Le père de Demchuk est d’origine ukrainienne. L’auteur — qui jongle à travers les continents et les époques, de la moitié du XIXe siècle aux temps présents — a donc puisé tant à la source d’un folklore ancestral qu’au cœur de l’histoire familiale pour montrer un monde en transformation dans lequel les monstres sont plus souvent des humains que ceux que leur physique ou leurs pouvoirs conduit à décrire comme tels. Il est à noter d’ailleurs que la seconde partie du fix-up, « La Police de Nuit », est plus convaincante et engageante que la première « L’usine de porcelaine Grazyn » ; après beaucoup de freaks et de magie arcanique, le retour des organisations humaines et de leurs crimes volontaires remettent de l’enjeu dans une énumération de personnages et de situations qui, à la longue, commençaient à faire un peu rengaine, d’autant que certaines chutes laissent le lecteur sur sa faim. Alors il y a, certes, plusieurs textes intéressants car vraiment surprenants ou dérangeants – une très émouvante histoire de golem par exemple –, il y a aussi quelque jolies phrases « Tricoter est une bonne façon de passer le temps quand on attend que quelqu’un meure », il y a enfin une plongée torturée dans une mythologie moins connue ici que les grecques ou scandinaves — entre strigoi, rusalka ou dame des bois. Il y a encore, disons-le, une collection de photos (une par texte), réalisées par un photographe roumain dans la première moitié du XXe siècle, qui donnent un ton et créent une ambiance. Mais l’accumulation, si elle sert à ancrer un lieu, fut-il mythologique, dans la réalité perçue du lecteur, met aussi en évidence le manque d’un vrai fil directeur qui l’entraînerait d’une introduction vers une conclusion. Certains fix-up passent le test de cet écueil avec succès, ici le nombre élevé des textes et leur petite taille rend l’exercice plus périlleux.

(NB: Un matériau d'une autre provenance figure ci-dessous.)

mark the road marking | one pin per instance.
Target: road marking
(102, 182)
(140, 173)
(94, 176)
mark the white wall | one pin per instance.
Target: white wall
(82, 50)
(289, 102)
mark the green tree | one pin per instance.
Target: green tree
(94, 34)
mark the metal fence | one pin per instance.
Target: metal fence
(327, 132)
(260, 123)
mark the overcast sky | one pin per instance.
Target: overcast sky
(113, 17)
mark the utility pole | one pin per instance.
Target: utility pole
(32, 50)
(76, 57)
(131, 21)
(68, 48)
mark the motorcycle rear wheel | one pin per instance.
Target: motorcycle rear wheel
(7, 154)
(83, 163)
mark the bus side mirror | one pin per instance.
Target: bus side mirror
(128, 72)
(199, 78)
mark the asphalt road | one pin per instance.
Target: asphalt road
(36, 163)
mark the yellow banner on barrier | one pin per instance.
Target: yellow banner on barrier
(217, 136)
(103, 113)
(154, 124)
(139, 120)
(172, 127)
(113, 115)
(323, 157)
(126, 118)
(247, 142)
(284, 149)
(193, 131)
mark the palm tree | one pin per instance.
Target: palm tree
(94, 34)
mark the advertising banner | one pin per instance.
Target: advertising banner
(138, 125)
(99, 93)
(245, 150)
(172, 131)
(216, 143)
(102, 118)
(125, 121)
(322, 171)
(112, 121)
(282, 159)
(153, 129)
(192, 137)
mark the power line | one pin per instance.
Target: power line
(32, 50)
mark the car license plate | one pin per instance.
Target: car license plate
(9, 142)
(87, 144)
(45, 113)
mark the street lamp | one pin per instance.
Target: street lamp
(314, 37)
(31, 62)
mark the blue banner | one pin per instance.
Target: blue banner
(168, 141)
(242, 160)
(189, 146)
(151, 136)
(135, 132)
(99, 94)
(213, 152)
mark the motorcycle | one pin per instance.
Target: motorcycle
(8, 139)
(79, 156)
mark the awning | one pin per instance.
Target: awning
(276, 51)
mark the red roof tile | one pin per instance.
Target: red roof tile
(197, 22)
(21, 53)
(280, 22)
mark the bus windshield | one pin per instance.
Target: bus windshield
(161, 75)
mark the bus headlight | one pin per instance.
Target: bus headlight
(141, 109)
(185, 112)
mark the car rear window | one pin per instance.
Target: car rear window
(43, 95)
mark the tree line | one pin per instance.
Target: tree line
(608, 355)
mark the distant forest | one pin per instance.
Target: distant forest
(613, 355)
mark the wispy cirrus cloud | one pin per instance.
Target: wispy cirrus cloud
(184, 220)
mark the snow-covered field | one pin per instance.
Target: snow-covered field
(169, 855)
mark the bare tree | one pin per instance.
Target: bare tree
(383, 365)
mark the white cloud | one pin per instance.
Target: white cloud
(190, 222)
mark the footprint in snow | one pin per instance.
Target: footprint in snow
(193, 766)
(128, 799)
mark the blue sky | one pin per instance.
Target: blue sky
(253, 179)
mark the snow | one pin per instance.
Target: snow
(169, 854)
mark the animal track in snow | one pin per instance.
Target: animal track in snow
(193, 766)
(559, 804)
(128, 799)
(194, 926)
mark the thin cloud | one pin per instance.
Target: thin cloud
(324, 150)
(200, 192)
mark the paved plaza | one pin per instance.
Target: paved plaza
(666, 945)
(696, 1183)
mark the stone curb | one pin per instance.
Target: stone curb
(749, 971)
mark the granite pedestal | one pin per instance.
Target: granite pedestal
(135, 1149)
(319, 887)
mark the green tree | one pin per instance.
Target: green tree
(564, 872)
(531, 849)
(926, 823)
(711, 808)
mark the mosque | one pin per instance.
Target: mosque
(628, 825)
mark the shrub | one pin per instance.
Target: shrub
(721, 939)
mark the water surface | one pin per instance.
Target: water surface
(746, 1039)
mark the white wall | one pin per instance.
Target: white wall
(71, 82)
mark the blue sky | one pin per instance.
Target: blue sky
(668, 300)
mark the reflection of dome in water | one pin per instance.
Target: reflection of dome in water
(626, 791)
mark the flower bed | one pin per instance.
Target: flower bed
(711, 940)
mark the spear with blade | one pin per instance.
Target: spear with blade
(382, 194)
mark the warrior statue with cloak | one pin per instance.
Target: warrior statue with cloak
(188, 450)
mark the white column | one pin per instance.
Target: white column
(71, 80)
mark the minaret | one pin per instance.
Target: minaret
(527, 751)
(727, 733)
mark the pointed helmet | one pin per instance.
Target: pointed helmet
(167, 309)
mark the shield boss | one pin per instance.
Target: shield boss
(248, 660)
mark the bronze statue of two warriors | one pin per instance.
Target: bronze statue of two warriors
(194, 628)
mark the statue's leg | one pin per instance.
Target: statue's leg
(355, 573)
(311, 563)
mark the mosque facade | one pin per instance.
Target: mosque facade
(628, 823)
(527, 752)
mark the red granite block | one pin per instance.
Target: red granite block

Et puis, il faut parler traduction. Je ne sais pas si les fautes de traduction tiennent à la traductrice ou aux particularités de la langue québécoise, qu’importe finalement, mais lire « Il a été frappé par une auto » pour décrire un accident de piéton ou onze fois au fil des pages « Je suis correct » ou « Es-tu correct ? » pour traduite « It’s ok » (et j’en passe bien d’autres) rend la lecture pénible car les imperfections langagières sautent trop aux yeux. Dommage.